After a prolonged absence Vytautas Smetona has once again become active in musical life.
Navona Records http://navonarecords.com have just released a new CD entitled All the Way Back featuring Smetona in works by Bach, Brahms, Chopin, Liszt, and Schumann as well as his own Capriccio in D major.
Vytautas Smetona has a great spring in his step as the various musical lines of his own Capriccio in D Major fairly tumble over each other in this Bach inspired piece.
Bach proper arrives in the form of the Prelude and Fugue in C-Sharp Major, BWV 848 (Well-Tempered Clavier, Book 1: No. 3). What terrific drive Smetona brings to the prelude showing a terrific technique and fine clarity. The fugue shows a fine sense of form and structure. This really is fine Bach.
Brahms: Intermezzo in B-Flat Minor, Op. 117: No. 2 Smetona brings a dreamy flow to this piece. It is beautifully laid out with a lovely poise, allowing the music to develop so naturally. There is real poetry here, a lovely thoughtful presentation.
It is Smetona’s Schumann that simply knocked me flat. He brings terrific assurance to the opening of Durchaus phantastisch und leidenschaftlich vorzutragen of the Fantasie in C Major, Op. 17. Though very finely controlled this pianist seems charged with a great volatility, allowing full reign to Schumann’s emotional intensity.
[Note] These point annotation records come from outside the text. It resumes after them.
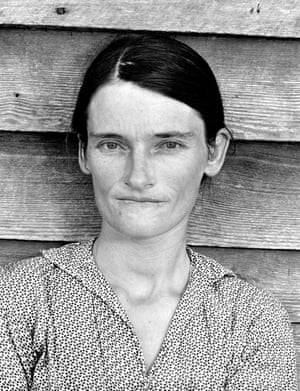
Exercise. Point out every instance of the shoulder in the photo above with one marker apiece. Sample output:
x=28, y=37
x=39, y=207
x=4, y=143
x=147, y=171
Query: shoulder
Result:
x=241, y=299
x=24, y=284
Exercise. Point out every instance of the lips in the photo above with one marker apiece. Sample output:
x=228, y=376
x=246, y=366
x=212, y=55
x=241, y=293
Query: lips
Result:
x=139, y=199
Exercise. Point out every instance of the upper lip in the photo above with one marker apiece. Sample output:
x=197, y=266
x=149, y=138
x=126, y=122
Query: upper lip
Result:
x=139, y=199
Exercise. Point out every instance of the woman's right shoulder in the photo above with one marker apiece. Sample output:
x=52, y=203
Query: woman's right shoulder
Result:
x=23, y=283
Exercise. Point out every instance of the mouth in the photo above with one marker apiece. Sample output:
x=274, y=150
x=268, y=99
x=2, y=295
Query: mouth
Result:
x=140, y=200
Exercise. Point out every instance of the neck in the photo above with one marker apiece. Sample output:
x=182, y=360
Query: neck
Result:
x=143, y=267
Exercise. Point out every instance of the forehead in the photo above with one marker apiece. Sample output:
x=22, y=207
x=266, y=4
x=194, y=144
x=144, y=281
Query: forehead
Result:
x=125, y=107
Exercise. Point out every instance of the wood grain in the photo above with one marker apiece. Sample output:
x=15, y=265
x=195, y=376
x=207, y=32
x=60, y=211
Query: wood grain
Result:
x=265, y=18
x=276, y=271
x=40, y=74
x=296, y=332
x=253, y=203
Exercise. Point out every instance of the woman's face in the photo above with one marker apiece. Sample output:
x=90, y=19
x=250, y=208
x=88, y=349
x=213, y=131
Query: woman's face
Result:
x=146, y=154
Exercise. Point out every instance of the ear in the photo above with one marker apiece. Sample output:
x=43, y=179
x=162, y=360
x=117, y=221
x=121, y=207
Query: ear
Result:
x=217, y=153
x=82, y=159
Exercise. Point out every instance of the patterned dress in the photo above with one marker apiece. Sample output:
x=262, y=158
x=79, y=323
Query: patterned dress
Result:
x=63, y=328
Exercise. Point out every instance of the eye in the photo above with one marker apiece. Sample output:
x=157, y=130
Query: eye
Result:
x=171, y=145
x=109, y=146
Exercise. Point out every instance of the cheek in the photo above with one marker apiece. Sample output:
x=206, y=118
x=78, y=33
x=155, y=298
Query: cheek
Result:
x=186, y=175
x=104, y=175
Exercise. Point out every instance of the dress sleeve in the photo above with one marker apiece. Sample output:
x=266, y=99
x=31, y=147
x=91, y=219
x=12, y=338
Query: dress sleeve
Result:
x=22, y=329
x=267, y=360
x=12, y=374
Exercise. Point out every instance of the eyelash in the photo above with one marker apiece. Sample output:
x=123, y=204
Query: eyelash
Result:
x=163, y=145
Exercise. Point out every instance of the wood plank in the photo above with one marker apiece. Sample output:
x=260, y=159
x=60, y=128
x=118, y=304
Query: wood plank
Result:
x=245, y=17
x=277, y=271
x=253, y=203
x=40, y=74
x=296, y=332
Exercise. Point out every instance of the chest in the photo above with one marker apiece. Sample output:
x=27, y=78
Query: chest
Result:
x=151, y=323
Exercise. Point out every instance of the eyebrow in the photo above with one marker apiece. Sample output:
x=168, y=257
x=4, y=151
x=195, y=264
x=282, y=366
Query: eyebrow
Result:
x=169, y=134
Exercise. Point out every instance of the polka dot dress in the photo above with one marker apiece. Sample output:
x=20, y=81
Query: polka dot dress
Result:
x=62, y=328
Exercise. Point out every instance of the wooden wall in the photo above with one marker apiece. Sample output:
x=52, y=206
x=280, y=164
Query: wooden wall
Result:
x=249, y=216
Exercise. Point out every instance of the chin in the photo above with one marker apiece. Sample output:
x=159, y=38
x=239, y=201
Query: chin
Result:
x=137, y=230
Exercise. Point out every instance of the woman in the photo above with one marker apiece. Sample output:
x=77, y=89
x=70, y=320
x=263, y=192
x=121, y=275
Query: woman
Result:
x=135, y=308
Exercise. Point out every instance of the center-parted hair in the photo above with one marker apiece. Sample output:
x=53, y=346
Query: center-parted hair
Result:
x=157, y=63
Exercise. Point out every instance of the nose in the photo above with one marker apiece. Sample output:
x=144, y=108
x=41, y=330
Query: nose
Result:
x=139, y=170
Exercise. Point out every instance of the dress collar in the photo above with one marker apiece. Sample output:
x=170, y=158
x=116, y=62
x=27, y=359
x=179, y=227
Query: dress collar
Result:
x=77, y=260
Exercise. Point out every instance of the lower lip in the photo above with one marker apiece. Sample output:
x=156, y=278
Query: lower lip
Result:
x=142, y=202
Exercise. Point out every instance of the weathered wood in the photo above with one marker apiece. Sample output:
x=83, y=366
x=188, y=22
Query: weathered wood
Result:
x=40, y=74
x=266, y=18
x=296, y=332
x=254, y=202
x=277, y=271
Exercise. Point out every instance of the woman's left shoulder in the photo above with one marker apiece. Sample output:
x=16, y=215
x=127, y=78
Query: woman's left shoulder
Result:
x=237, y=294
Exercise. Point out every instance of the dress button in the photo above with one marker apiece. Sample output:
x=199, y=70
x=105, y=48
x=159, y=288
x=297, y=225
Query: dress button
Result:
x=147, y=384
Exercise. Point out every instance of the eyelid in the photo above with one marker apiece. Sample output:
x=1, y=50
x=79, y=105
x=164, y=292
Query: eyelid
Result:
x=110, y=141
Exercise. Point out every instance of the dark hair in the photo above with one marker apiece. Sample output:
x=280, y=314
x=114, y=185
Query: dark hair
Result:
x=158, y=63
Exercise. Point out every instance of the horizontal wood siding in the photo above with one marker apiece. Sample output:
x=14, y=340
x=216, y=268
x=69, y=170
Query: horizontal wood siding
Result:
x=40, y=74
x=277, y=18
x=253, y=202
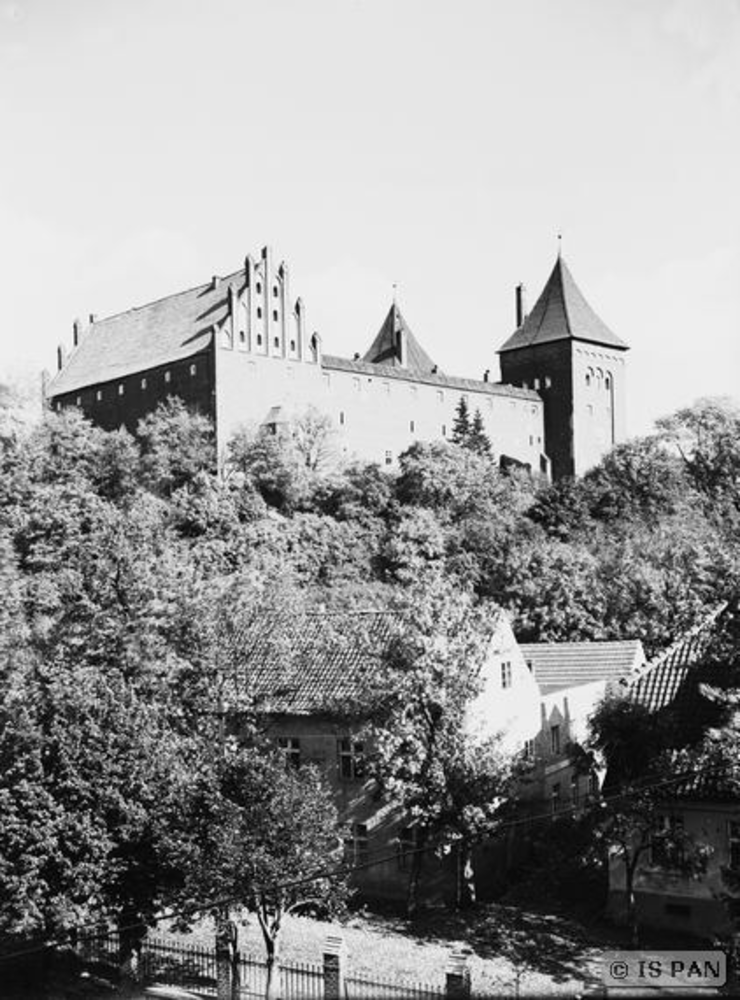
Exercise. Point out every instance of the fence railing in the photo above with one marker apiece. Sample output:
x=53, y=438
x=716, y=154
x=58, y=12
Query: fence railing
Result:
x=195, y=968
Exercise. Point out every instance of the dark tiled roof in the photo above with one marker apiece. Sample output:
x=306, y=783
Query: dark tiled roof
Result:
x=307, y=663
x=158, y=333
x=675, y=672
x=568, y=664
x=332, y=362
x=561, y=313
x=384, y=350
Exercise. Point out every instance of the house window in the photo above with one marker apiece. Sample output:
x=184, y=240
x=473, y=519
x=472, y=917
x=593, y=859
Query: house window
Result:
x=356, y=845
x=555, y=797
x=666, y=849
x=351, y=759
x=408, y=841
x=733, y=843
x=290, y=748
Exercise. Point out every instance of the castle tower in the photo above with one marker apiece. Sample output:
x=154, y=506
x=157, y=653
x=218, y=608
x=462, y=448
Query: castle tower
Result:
x=567, y=354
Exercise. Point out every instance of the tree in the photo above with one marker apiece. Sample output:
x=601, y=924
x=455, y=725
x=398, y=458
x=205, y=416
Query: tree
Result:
x=461, y=423
x=477, y=440
x=449, y=784
x=630, y=820
x=176, y=445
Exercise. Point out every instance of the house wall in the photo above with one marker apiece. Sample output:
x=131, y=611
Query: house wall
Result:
x=122, y=402
x=669, y=900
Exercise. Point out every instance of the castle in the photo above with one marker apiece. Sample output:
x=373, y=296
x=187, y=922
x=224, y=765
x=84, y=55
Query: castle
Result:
x=239, y=350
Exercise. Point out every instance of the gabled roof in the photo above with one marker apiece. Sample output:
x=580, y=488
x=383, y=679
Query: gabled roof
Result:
x=559, y=665
x=675, y=677
x=561, y=313
x=385, y=350
x=158, y=333
x=297, y=664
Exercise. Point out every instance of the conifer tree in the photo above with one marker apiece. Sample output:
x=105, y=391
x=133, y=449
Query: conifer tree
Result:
x=461, y=425
x=477, y=439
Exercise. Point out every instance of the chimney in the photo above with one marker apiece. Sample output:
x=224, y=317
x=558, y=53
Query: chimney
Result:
x=521, y=305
There are passages of withdrawn poetry in this very fine and personal Schumann where he follows every sudden turn of emotion. His playing is quite spellbinding.
He delivers a very fine Mässig. Durchaus energisch providing some beautifully light and buoyant playing as well as subtle changes of dynamics and tempi. Again this pianist brings a formidable power to many passages, fine rhythmic playing with such a fine technique and such a strong musical presence.
The final section, Langsam getragen. Durchweg leise zu halten, has a lovely flow, finely controlled tempi and dynamics, often holding a tension in the most poetic of passages. What power he brings as the music rises in strength.
This is really terrific Schumann.
Vast funereal chords open Liszt: Funérailles from Harmonies poétiques et religieuses, S. 173, given a formidable presence by Smetona as the music develops. This pianist carefully builds through quieter passages, every note seemingly counting, through moments of reflective thoughtfulness, building to moments of great power with some lovely pianistic flourishes. As the music develops there are some mighty passages played with a formidable presence before a terrific coda.
Vytautas Smetona brings a fine rhythmic panache to Chopin’s Mazurka in F minor, Op. 7 No. 3, such a light and free touch. There is more fine rhythmic spontaneity in the Mazurka in C-sharp minor, Op. 30 No. 4 giving it such a lovely lift.
Smetona gives us a deeply considered Nocturne in D-Flat major, Op. 27 No. 2 allowing the harmonies, textures and lines to be beautifully revealed. Perhaps this pianist’s rubato is not always as idiomatic as it could be but, as the music builds, he brings a real spontaneity.
With the Ballade No. 1 in G Minor, Op. 23 we have a finely balanced, beautifully developed performance. Smetona gives some terrific flourishes, often providing a real ‘billowing’ of sound bringing to mind Schumann’s vivid description of Chopin’s own playing. There is never a routine phrase here. This pianist brings a real volatility especially as he heads for the coda. A remarkable performance.
I was really pleased to receive this terrific disc from Navona. I would very much like to hear more from Smetona, particularly his Schumann.
Navona Records should be congratulated for allowing us to hear this fine pianist. The recording is made in a fine acoustic with excellent detail and there are informative booklet notes.